Als hät ichs nicht gesagt. Große Ankündigung, aber trotzdem is keiner schlauer als vorher.


----------



## DarkMo (23. Februar 2010)

*AW: Geforce GTX480/470 werden auf Paxeast am 26. März vorgestellt*



kuer schrieb:


> NVIDIA The wait is almost over! The world's most anticipated--*and
> fastest*--PC graphics gaming
> technology ever created will be unveiled at PAX 2010.
> 
> Na ja. NV scheind sich ziemlich sicher, was die Leistung des Fermi angeht. Aber eine Ankündigung der Ankündigung, ist schon lau. Ich weis auch nicht ob eine Lan der richtige Ort ist, für eine solche Ankündigung. Wir werden sehen was da kommt.


höhö, naja auch 5% schneller als die schnellste macht eben die neuste schnellste aus ^^ also so gesehn hat die aussage ja nich unbedingt gewicht


----------



## ATB (23. Februar 2010)

*AW: Geforce GTX480/470 werden auf Paxeast am 26. März vorgestellt*



DarkMo schrieb:


> höhö, naja auch 5% schneller als die schnellste macht eben die neuste schnellste aus ^^ also so gesehn hat die aussage ja nich unbedingt gewicht



Wahrscheinlich kann Ati da bereits mit leichtem Werks-OC der 5870 mühelos dagegen halten.


----------



## alm0st (23. Februar 2010)

*AW: Geforce GTX480/470 werden auf Paxeast am 26. März vorgestellt*



DerMarodeur schrieb:


> Wahrscheinlich kann Ati da bereits mit leichtem Werks-OC der 5870 mühelos dagegen halten.



Ach, die HD5890 wird dann mit Sicherheit die Fermi um locker 10% wieder topen.


----------



## ys8008000 (23. Februar 2010)

*AW: Geforce GTX480/470 werden auf Paxeast am 26. März vorgestellt*

Hi @ all

Enrico Fermi würde sich im Grab herumdrehen, wenn er wüsste für was sein Name (miss)(ge)braucht wird... 

Zudem finde ich es auch etwas naja ,sagen wir vermessen, seitens nVidia einen Grafikchip nach einem Mann zu benenn, der wesentlich an der Entwicklung der Atombombe beteiligt war durch die zig-tausende Menschen gestorben sind.

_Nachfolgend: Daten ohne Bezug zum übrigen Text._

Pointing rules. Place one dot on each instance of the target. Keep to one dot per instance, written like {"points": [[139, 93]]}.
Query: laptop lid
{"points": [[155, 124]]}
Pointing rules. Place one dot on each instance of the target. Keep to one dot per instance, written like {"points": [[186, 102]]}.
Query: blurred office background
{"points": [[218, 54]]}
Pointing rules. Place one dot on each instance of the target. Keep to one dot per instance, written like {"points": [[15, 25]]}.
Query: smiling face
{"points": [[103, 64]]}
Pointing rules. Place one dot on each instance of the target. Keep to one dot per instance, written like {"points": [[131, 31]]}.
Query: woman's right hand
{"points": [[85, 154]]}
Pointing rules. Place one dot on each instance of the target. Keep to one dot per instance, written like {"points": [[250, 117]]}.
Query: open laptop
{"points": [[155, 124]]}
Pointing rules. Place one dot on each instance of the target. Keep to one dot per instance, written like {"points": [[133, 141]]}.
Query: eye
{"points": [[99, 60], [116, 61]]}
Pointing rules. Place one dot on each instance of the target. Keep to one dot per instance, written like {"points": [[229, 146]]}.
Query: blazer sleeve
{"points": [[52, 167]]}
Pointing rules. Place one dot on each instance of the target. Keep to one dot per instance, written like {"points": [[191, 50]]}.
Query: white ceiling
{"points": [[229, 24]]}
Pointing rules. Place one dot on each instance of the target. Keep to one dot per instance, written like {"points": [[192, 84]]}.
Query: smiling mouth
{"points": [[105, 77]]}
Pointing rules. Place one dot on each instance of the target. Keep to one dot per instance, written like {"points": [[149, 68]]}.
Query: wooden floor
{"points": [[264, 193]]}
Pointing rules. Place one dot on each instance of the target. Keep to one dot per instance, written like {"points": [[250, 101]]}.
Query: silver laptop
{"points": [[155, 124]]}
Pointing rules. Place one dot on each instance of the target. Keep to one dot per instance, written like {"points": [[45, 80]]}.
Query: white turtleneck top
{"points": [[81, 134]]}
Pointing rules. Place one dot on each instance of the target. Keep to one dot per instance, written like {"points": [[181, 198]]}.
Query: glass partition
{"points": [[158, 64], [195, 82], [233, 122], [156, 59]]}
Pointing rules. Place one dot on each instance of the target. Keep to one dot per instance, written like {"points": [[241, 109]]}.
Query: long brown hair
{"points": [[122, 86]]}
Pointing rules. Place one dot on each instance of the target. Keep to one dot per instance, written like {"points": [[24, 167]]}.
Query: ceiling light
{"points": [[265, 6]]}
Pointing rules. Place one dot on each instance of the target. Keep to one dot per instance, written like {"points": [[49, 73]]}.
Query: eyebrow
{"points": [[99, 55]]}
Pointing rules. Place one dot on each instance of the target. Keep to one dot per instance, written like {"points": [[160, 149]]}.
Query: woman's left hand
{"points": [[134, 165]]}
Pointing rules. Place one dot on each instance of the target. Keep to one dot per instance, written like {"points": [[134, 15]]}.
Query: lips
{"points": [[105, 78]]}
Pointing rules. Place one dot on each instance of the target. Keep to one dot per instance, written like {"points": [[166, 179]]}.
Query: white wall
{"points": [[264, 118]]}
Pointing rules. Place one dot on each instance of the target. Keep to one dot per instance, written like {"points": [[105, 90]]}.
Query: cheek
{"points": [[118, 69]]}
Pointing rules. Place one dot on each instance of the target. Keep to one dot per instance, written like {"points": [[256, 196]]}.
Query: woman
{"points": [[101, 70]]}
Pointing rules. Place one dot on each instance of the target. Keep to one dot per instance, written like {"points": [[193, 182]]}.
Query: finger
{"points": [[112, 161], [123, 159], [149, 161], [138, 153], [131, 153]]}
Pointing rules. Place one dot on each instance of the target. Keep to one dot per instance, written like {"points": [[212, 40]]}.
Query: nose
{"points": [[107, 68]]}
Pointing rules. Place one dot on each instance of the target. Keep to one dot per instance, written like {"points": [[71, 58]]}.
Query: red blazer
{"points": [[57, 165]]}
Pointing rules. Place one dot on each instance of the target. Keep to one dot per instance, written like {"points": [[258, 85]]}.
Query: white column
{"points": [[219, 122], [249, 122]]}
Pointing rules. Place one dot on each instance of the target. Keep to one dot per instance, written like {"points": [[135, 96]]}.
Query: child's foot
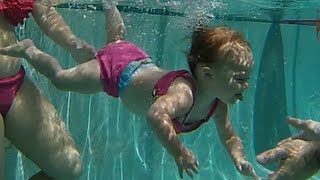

Nun die Leistungsdaten des Fermis sehen schon ganz verlockend aus, doch es ist erstmal abwarten angesagt. Alles andere ist reine Spekulation.

mfg


----------



## GHOT (23. Februar 2010)

*AW: Geforce GTX480/470 werden auf Paxeast am 26. März vorgestellt*

So lange wie die für DX10.1 gebraucht haben bekommen die das mit DX11 nie hin.


----------



## ys8008000 (23. Februar 2010)

*AW: Geforce GTX480/470 werden auf Paxeast am 26. März vorgestellt*

Hmmm also, wenn nVidia nicht ein Großteils seiens Marktanteils verlieren will, sollte Fermi schon in den nächsten 2-3 Monaten releast werden. 

Sie werden es hinbekommen MÜSSEN. Zudem war DirectX10.1 nichts weltbewegenndes, DirectX 11 hingegen ist wieder eine ganz neue DirectX Revision. Von DX10.1 hing nicht so viel ab wie von DX11 jetzt abhängt, der Hersteller der die neue API als erster unterstützt, hat immer einen Vorteil...

mfg


----------



## chrisz0r94 (23. Februar 2010)

*AW: Geforce GTX480/470 werden auf Paxeast am 26. März vorgestellt*

Joa... looking bad, huh?
Ich bin mal gespannt ob das mit Fermi noch was wird... Aktuelle Quellen nennen ja sogar den 26. März, sprich den Tag an dem dieses Paxeast stattfindet, sogar als den Release Tag..
Wenn Fermi gut wird - und so langsam fang ich wirklich an zu zweifeln, nach all den Benchmarks, den Fakes und "This puppy here .... is Fermi"-Sprüchen, ob das noch was wird.. und wenn ja, WAS es wird...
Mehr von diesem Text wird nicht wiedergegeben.